Elle le dévisage, goguenarde.

«Alors qu'ils n'y sont pas.

– C'est ce que ça me rappellera.

– Parce que mes enfants ne sont pas les tiens.

– Pas plus que les miens ne sont les tiens.

– Incontestablement.»

Il se tort les doigts autant que les méninges: il aimerait tant qu'elle comprenne!

«Je les mettrai ailleurs, conclut Jeanne avec générosité… Dans un coin discret.

– Merci», dit-il.

Il pense qu'ils pourront tout partager, sauf les enfants. S'ils vivaient tous ensemble, elle, lui et la bande des Quatre réunie, il y aurait les nôtres. La situation, hélas, les réduit aux miens et aux tiens. Ils n'y peuvent rien.
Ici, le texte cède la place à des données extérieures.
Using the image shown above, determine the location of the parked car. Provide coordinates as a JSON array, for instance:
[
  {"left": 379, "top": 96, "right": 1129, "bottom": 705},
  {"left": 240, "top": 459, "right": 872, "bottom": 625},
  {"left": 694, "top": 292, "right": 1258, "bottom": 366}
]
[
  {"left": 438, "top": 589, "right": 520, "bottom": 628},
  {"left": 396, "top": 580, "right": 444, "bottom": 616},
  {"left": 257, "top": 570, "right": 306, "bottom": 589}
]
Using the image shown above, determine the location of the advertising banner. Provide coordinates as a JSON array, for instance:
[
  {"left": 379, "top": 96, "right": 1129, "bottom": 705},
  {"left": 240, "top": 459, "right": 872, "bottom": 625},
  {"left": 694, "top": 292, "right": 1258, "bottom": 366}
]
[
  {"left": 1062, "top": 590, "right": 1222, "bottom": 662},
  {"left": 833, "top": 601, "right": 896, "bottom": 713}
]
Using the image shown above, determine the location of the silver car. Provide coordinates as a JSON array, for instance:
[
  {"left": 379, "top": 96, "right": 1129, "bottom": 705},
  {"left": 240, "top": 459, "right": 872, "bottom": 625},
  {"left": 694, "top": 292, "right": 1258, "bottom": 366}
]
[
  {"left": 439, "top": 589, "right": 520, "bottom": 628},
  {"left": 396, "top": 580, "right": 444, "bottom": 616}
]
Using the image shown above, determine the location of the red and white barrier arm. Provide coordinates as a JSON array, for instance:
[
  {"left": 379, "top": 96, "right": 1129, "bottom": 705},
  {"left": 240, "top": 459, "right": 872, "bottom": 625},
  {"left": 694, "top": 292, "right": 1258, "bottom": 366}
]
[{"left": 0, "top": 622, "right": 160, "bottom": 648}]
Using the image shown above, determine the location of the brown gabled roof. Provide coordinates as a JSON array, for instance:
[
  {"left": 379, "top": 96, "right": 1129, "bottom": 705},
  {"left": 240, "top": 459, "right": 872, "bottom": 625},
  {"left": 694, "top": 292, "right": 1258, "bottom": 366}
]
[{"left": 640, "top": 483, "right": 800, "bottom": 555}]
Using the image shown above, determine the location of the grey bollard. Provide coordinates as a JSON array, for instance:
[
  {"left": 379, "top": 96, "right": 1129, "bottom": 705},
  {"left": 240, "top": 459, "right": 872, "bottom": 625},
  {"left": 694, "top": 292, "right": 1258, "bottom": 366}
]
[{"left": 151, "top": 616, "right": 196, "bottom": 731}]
Le danger guette déjà, et ils ne le voient pas. Pas encore.

Ils ont chacun leurs marottes. Elle, c'est le linge et les serviettes, que les enfants fassent leur lit, qu'ils ne dispersent pas leurs sweats et leurs tee-shirts dans toute la maison. Lui, c'est la télé: il la veut la plus silencieuse possible, surtout aux heures des repas. Les lumières: on les éteint. Les clés: on les emporte pour ne pas sonner sans cesse. L'heure du coucher: pas après neuf heures trente.
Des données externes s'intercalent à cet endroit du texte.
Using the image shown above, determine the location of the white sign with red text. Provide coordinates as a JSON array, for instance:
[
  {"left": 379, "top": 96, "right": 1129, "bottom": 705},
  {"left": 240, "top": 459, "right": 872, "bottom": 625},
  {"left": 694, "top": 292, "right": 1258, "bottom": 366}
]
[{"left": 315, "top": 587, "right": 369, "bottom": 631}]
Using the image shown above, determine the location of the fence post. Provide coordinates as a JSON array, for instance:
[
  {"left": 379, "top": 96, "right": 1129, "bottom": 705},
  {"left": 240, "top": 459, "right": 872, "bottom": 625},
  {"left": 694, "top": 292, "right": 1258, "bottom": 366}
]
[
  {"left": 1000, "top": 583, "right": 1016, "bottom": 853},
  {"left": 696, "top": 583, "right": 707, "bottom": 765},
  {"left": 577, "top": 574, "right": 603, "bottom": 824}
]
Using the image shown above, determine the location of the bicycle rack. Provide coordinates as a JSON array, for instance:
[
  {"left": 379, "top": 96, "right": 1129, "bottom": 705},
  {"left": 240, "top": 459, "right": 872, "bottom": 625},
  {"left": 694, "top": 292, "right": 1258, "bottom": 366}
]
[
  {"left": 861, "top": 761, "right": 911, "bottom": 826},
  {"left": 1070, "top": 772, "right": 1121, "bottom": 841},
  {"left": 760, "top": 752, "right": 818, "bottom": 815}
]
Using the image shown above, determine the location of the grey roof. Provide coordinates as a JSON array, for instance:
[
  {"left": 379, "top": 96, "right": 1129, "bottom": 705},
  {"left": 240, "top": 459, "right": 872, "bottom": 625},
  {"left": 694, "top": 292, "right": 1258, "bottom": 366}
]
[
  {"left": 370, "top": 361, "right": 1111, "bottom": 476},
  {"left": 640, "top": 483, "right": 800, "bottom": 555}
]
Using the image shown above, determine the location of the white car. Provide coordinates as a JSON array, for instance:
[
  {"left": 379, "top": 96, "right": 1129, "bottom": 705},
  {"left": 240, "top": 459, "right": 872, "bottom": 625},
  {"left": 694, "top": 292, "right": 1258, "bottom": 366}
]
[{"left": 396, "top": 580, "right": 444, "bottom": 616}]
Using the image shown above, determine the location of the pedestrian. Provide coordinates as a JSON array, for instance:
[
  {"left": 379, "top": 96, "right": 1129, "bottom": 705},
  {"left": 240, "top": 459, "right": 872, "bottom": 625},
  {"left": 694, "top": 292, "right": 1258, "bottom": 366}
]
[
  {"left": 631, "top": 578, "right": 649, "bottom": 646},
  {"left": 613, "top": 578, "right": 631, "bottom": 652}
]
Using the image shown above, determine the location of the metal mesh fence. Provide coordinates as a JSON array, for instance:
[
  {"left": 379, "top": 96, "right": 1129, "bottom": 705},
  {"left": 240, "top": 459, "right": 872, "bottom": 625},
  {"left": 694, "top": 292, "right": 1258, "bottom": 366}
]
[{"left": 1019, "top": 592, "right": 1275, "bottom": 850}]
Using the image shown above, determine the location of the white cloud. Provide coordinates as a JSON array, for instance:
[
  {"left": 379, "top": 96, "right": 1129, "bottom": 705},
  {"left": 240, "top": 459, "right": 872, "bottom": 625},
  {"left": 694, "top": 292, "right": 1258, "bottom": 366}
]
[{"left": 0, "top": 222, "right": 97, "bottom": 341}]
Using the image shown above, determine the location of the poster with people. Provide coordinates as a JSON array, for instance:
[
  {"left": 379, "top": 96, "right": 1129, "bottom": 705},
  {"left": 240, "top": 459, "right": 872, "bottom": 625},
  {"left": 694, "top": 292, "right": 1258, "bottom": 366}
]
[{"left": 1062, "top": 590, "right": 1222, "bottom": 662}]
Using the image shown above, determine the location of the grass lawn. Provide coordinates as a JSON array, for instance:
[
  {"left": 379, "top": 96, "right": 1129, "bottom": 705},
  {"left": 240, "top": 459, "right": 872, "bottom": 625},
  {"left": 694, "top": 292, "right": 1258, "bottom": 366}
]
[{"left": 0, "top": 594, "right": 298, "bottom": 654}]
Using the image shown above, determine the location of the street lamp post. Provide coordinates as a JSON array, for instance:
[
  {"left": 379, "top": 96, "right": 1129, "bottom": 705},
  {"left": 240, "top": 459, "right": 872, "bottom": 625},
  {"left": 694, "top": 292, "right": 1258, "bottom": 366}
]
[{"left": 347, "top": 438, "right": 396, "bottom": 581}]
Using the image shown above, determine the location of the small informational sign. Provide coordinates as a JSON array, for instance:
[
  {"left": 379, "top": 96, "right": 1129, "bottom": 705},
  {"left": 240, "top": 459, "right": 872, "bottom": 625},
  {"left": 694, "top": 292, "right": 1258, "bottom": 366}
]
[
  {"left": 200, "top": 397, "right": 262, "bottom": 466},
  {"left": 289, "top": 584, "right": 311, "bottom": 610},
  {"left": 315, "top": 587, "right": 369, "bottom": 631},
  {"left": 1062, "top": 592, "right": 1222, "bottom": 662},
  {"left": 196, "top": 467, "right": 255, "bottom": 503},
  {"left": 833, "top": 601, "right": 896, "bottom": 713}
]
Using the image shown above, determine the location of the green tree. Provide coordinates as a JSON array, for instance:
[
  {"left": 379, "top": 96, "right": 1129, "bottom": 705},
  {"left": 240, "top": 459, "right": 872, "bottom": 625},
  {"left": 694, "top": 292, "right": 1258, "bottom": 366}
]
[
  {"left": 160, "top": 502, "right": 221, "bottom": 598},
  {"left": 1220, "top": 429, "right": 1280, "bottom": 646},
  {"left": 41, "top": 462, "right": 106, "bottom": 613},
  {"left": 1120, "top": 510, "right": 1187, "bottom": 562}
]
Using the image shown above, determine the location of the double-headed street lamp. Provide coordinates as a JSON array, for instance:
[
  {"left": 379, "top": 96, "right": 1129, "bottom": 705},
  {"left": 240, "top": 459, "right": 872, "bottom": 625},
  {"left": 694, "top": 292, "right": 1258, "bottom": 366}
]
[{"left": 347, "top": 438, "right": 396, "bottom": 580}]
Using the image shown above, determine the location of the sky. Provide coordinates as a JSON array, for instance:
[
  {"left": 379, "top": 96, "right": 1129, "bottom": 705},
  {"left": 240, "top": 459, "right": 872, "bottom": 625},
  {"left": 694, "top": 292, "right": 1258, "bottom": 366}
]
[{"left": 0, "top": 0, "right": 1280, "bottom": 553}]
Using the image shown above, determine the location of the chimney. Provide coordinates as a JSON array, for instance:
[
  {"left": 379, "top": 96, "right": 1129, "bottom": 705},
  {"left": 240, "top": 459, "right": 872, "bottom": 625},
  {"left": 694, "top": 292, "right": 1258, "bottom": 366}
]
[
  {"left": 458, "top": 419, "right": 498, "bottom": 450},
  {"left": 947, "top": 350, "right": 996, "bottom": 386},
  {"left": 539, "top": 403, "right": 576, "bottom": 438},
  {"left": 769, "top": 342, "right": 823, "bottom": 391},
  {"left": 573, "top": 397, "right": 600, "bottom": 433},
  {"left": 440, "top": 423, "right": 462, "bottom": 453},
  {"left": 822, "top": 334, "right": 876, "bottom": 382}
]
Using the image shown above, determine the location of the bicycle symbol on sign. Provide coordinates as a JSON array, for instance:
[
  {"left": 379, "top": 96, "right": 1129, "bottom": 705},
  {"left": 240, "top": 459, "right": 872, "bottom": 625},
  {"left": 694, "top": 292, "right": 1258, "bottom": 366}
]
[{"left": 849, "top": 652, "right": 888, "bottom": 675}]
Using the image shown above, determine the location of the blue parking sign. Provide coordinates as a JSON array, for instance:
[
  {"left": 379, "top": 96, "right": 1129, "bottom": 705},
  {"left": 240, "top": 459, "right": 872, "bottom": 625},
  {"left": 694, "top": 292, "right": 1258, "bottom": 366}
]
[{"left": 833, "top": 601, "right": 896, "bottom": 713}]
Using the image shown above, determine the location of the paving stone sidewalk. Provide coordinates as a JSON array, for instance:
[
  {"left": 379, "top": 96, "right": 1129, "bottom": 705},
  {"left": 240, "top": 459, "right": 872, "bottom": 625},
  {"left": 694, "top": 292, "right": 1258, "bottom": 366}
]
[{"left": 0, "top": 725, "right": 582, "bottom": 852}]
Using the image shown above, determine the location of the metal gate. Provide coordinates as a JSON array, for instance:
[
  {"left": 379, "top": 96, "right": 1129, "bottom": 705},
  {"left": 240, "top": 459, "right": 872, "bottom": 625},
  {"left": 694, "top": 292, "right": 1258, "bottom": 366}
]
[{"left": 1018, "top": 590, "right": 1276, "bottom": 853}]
Mais comment faire lorsqu'on manque d'autorité, que les enfants à qui on s'adresse résistent, que la mère veille en amont, le père en aval, la grand-mère en face, et les sœurs derrière?

On prend des gants. On demande d'abord gentiment. Puis un peu plus fermement. On invente une punition douce: la mise à l'amende, par exemple. Une pièce par lampe oubliée. L'argent n'ira pas dans la poche des parents, mais dans la sébile des SDF. Générosité commune. La bourse est placée sur l'étagère haute de la bibliothèque; quand on pourra remplacer les pièces par un billet, les enfants eux-mêmes iront l'offrir à un sans-logis.

Sauf qu'ils se considèrent comme des SDF, puisqu'ils se servent eux-mêmes, vidant la caisse alors qu'elle n'est pas remplie.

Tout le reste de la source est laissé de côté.